Мне мало улыбалось быть ей лишь братом, ведь я хотел, чтобы она стала мне женой! И все же плутовка одарила меня — причем от всего сердца — поцелуем, который мне разрешил принять от нее сир Вильгельм. Она даже не пыталась ускользнуть от моих губ под каким-нибудь предлогом.
Реньевиль привел Миргу в восхищение, а наш крохотный по сравнению с руанским дворцом дом, его незатейливое убранство и отсутствие вооруженной стражи премного ее удивили. Матушка моя расплакалась, однако к спутнице моей отнеслась приветливо и благожелательно, согрев ее теплыми словами, приличествующими нашим обычаям. После вечерней трапезы Мирге захотелось отблагодарить ее за радушие, она взяла в руки цитру и запела одну из своих неповторимых песен. Матушка, которой прежде случалось слышать только божественные гимны, смотрела широко раскрытыми глазами то на меня, то на сарацинку и осеняла себя крестным знамением. Перед тем как проводить Миргу в ее комнату, эта добрая женщина сказала.
— Дитя мое, Мирга не христианское имя. С вашего позволения, я стану называть вас Мишелеттой.
Мирга улыбнулась и расцеловала ее в обе щеки. И вдруг, когда мы стали подниматься по лестнице, из лесу послышался дикий вой. Мирга крепко ухватилась за мою руку. Мне бы не хотелось вспоминать взгляд, какой она бросила на меня поверх огонька свечи.
А в ночь перед моим отъездом моя суженая сбежала из дому. Я слышал, как под ее ножками заскрипели ступени. Видел, как в лунном свете она прошла через двор и отодвинула задвижку на воротах. Я шел следом за ней, прячась в тени кустарниковых зарослей. Она вошла в лес, и там я потерял ее из виду. Мне ничего не оставалось, как возвратиться домой, но тут я вдруг вспомнил про исполинский дуб: сказывали, будто давным-давно вокруг него собирались язычники и справляли свои запретные обряды — пели хором и золотыми серпами срубали с него омелу[59]. И вот я, крадучись, точно зверь, направился прямиком к этому дубу, и там-то я увидел ее, озаренную лунным сиянием. Она была в одной сорочке, хотя уже стояли холода, и, зачарованно глядя на чертово дерево, что-то шептала! Насколько я мог расслышать, она исступленно повторяла слова неведомой мне молитвы, и голосу ее вторили крики филинов и сов, карканье воронов и отрывистое тявканье лисиц! Я схватил ее в охапку и бегом, спотыкаясь, понес прямо домой. Она обвила руками мою шею и, касаясь губами моей щеки, просто, как бы извиняясь, промолвила:
— У меня это издавна, сеньор Гуго! С очень давних пор! Простите меня. Но я непременно стану такой, как вы хотите. Только позвольте мне чуть-чуть привыкнуть к вашей жизни. Рано или поздно я перестану откликаться на этот зов.
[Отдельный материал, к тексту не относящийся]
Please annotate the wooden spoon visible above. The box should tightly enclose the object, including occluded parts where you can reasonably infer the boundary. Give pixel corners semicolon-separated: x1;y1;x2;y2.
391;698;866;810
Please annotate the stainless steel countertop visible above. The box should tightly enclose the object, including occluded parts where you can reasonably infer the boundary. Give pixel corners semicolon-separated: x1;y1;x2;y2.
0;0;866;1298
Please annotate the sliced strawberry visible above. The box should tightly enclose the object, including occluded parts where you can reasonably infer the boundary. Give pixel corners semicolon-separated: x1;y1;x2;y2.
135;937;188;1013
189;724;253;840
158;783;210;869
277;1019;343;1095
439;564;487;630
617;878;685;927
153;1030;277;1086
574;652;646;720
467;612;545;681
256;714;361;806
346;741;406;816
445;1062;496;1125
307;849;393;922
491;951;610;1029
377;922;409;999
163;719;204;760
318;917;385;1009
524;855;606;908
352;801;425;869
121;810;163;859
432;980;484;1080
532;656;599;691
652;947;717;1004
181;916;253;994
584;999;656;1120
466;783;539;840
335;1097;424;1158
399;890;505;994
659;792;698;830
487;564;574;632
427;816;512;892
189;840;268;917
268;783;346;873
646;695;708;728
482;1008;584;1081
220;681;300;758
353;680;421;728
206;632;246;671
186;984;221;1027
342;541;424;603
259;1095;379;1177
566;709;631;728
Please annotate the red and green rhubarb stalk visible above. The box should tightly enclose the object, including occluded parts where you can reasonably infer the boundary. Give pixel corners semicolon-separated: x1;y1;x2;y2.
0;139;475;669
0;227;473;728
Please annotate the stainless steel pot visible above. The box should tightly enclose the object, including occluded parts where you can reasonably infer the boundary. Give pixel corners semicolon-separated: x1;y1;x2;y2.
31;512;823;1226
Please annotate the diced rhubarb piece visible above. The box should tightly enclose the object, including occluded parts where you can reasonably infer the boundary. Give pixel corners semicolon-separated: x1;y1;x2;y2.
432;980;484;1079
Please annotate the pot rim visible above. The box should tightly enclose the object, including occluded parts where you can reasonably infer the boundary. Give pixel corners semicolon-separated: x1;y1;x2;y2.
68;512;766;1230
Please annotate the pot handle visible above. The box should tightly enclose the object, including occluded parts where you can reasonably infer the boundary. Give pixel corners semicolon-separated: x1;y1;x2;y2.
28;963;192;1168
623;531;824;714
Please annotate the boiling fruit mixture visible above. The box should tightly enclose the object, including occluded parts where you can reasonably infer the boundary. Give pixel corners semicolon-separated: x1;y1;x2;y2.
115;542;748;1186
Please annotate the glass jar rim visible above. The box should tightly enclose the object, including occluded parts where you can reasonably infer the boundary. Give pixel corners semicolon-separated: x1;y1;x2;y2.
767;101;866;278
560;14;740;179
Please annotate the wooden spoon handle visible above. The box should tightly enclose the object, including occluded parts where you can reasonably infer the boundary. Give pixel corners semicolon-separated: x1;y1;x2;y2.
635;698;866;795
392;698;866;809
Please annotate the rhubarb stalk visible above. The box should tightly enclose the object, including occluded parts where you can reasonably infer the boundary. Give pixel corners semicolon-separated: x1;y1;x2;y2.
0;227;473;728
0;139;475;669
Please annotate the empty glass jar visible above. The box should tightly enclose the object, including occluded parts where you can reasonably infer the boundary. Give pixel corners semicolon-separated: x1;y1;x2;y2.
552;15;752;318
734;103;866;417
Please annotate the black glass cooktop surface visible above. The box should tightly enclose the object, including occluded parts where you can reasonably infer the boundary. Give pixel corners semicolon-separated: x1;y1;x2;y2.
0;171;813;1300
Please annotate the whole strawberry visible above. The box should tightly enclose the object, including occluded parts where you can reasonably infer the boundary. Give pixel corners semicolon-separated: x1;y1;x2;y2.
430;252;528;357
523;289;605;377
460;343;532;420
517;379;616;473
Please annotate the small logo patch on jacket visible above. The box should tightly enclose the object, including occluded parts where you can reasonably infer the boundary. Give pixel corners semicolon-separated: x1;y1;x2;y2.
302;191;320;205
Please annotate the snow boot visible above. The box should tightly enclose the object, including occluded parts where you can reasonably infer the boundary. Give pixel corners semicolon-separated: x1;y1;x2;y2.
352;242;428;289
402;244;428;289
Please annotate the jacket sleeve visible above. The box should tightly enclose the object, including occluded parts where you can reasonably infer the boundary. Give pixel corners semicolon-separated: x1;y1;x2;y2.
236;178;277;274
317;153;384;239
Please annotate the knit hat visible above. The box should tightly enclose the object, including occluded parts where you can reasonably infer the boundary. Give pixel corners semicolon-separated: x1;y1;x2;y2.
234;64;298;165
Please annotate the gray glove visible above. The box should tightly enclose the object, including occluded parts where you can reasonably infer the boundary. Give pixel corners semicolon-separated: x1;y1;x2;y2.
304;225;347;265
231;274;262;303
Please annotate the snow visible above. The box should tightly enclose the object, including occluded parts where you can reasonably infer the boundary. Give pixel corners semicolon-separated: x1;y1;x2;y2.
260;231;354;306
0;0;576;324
Мне пришлось во всем признаться матушке, и, пока я рассказывал, она то и дело крестилась, будто я попросил ее дать приют самому дьяволу. Я уехал из дома с необоримой тоской в сердце! Но, к счастью, вскоре произошли события, от которых всю мою любовную тоску-печаль как рукой сняло.
В Руан, где у Вильгельма неподалеку от Кевилийского леса был загородный домик, я возвратился, как и обещал, точно день в день. Расспросив, как прошла моя миссия, герцог пожелал, чтобы я вместе с Гераром сопровождал его на охоту. Друг мой очень обрадовался моему возвращению, тем паче что охота, как всегда, обещала быть веселой.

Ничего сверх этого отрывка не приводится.